Vitamin D, also called the sunshine vitamin, is an essential nutrient. Unfortunately, not everyone gets enough and this can contribute to some illnesses. So we have put together a short Q&A about vitamin D and what it does.

What is vitamin D?

Vitamin D is a nutrient found in fish oils, dairy products, egg yolks and a few other foods. Your skin makes vitamin D when exposed to sunshine.

Why do I need it?

Vitamin D helps the body absorb calcium so it can build strong bones. But research shows that there may be more to this tiny, but mighty vitamin.

One study found that vitamin D may prevent a type of vertigo called benign paroxysmal positional vertigo, or BPPV. Having normal vitamin D levels might protect against some cancers, reports another study. A study published in The American Journal of Clinical Nutrition found that elderly patients with normal levels of vitamin D were better able to walk after a hip fracture. Vitamin D may even prevent infection from COVID-19, reports this study, published in the Journal of the American Medical Association.

How much vitamin D do I need?

The amount of vitamin D you may need varies by age. The recommended daily amount (RDA) for adults aged 19 to 70 years is 600 IU daily. For adults over age 70, the RDA is 800 IU daily. Generally, the level of vitamin D in the blood should be between 30 nmol/L and 125 nmol/L, but a level of at least 50 nmol/L is considered to be healthy for most people.

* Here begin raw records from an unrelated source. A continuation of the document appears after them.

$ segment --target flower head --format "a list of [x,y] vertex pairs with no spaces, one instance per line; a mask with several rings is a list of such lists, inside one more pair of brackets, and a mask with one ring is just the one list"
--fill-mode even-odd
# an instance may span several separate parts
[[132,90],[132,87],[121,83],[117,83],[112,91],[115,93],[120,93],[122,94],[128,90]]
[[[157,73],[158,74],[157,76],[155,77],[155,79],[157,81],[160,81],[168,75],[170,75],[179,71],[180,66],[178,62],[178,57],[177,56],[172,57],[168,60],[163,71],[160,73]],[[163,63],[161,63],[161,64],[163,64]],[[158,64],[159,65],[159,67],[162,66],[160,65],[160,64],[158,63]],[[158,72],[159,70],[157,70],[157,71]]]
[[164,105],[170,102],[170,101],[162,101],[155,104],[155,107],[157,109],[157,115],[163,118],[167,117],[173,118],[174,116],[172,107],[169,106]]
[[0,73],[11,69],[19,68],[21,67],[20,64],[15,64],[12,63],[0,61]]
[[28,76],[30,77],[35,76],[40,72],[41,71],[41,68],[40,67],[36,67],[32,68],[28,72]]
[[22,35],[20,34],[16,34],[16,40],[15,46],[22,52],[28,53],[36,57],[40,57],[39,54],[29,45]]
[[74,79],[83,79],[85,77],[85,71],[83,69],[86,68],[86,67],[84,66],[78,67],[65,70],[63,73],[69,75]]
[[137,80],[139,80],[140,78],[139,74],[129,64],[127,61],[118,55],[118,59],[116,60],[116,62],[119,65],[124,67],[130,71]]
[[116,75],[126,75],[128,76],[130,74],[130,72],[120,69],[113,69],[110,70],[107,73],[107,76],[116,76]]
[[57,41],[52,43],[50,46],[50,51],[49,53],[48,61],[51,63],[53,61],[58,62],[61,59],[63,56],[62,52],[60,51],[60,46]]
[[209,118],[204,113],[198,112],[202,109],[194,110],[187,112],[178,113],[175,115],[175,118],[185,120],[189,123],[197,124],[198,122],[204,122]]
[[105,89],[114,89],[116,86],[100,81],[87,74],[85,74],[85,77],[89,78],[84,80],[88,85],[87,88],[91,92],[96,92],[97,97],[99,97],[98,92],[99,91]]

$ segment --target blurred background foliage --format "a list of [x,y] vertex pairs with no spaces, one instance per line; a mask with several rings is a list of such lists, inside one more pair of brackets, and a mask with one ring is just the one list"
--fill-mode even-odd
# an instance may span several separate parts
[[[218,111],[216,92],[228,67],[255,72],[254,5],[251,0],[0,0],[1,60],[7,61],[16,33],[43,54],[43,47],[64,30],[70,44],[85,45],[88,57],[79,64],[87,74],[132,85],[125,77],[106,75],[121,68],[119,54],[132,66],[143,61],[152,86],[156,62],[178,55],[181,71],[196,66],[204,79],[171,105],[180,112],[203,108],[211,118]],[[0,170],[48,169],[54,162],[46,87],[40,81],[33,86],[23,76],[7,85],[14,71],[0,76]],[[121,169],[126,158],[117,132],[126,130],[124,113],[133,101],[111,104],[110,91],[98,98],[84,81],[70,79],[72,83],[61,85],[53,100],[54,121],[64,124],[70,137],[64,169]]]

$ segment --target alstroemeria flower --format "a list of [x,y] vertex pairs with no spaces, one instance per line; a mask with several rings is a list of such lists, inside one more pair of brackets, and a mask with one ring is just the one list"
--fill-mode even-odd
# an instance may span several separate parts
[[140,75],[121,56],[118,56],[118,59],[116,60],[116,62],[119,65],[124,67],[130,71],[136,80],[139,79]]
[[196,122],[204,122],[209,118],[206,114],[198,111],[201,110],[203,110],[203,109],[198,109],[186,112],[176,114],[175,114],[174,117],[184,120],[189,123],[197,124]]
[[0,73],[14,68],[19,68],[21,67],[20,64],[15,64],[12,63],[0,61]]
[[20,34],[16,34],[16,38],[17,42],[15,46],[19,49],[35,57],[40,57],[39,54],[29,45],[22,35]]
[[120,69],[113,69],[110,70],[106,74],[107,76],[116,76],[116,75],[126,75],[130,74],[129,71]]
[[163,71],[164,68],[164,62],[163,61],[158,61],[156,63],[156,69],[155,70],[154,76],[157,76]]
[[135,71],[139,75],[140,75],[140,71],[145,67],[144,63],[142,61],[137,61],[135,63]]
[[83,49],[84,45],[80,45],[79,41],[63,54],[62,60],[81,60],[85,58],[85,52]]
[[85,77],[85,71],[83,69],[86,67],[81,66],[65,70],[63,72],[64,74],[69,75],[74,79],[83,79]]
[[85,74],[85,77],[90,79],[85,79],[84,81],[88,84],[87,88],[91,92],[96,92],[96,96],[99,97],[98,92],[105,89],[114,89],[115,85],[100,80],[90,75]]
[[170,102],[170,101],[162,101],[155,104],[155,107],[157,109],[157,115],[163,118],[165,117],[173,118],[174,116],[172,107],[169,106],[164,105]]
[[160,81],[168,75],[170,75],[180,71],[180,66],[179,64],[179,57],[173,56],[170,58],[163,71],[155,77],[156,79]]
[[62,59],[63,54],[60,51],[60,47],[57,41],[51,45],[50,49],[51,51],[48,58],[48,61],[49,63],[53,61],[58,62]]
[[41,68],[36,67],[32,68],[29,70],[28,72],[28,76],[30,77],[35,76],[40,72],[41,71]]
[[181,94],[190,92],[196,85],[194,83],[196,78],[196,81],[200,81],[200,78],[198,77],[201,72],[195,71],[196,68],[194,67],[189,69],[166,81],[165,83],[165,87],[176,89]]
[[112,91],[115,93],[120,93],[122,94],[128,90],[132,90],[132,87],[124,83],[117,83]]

The National Institutes of Health reports that almost no one in the US has levels of Vitamin D that are considered too high, but some Americans have levels that are too low. The older a person gets, the more vitamin D is needed to maintain normal levels. Nursing babies may need a vitamin D supplement because breast milk does not supply enough of the nutrient. People who don't absorb nutrients well, like those with celiac or Crohn's disease, or people who are obese or have had gastric bypass surgery, are at risk of low Vitamin D levels and may need to supplement. People who eat a vegan diet may not get enough Vitamin D.

Where can I get vitamin D?

Some foods provide vitamin D, such as fatty fish, egg yolks, cheese, beef liver, mushrooms and milk. Vitamin D is added to some processed foods, such as orange juice and cereals. Exposing your skin to the sun causes your body to make vitamin D, but this doesn't work when you're sitting in a window or if it's cloudy. Too much sun exposure can also raise your risk of skin cancer, so remember to limit your time in the sun and put on protective clothing and sunscreen if you'll be out for more than a few minutes. Tanning beds might seem like a good option, but they can also cause skin cancer and aren't recommended.

The two forms of vitamin D

Vitamin D comes in 2 forms: vitamin D2 and vitamin D3. Vitamin D2 comes from plants and can be found in fortified foods. Vitamin D3 is found in animal products and is produced by the body with sun exposure. If your doctor recommends that you take a supplement, be sure to ask which form your doctor prefers.

What happens if I don't get enough?

Children who don't get enough vitamin D can develop rickets, a condition in which bones don't harden, resulting in bones that are deformed. Adults who don't get enough vitamin D can develop osteomalacia, a softening of the bones, but this condition is reversible if vitamin D levels are raised to normal levels.

What if I get too much vitamin D?

You typically can't get too much vitamin D from food or sun exposure. Taking too much of a vitamin D supplement may cause nausea, vomiting, lack of appetite constipation and weight loss. Vitamin D increases the amount of calcium in your blood and having too much calcium in your body may cause kidney or heart damage. It's important to ask your doctor to measure the amount of vitamin D in your blood to make sure you are getting enough and not too much.

Can I take vitamin D with my other medicines?

Vitamin D may interact with certain medicines. You should always check with your doctor or pharmacist before taking any supplement, including vitamin D.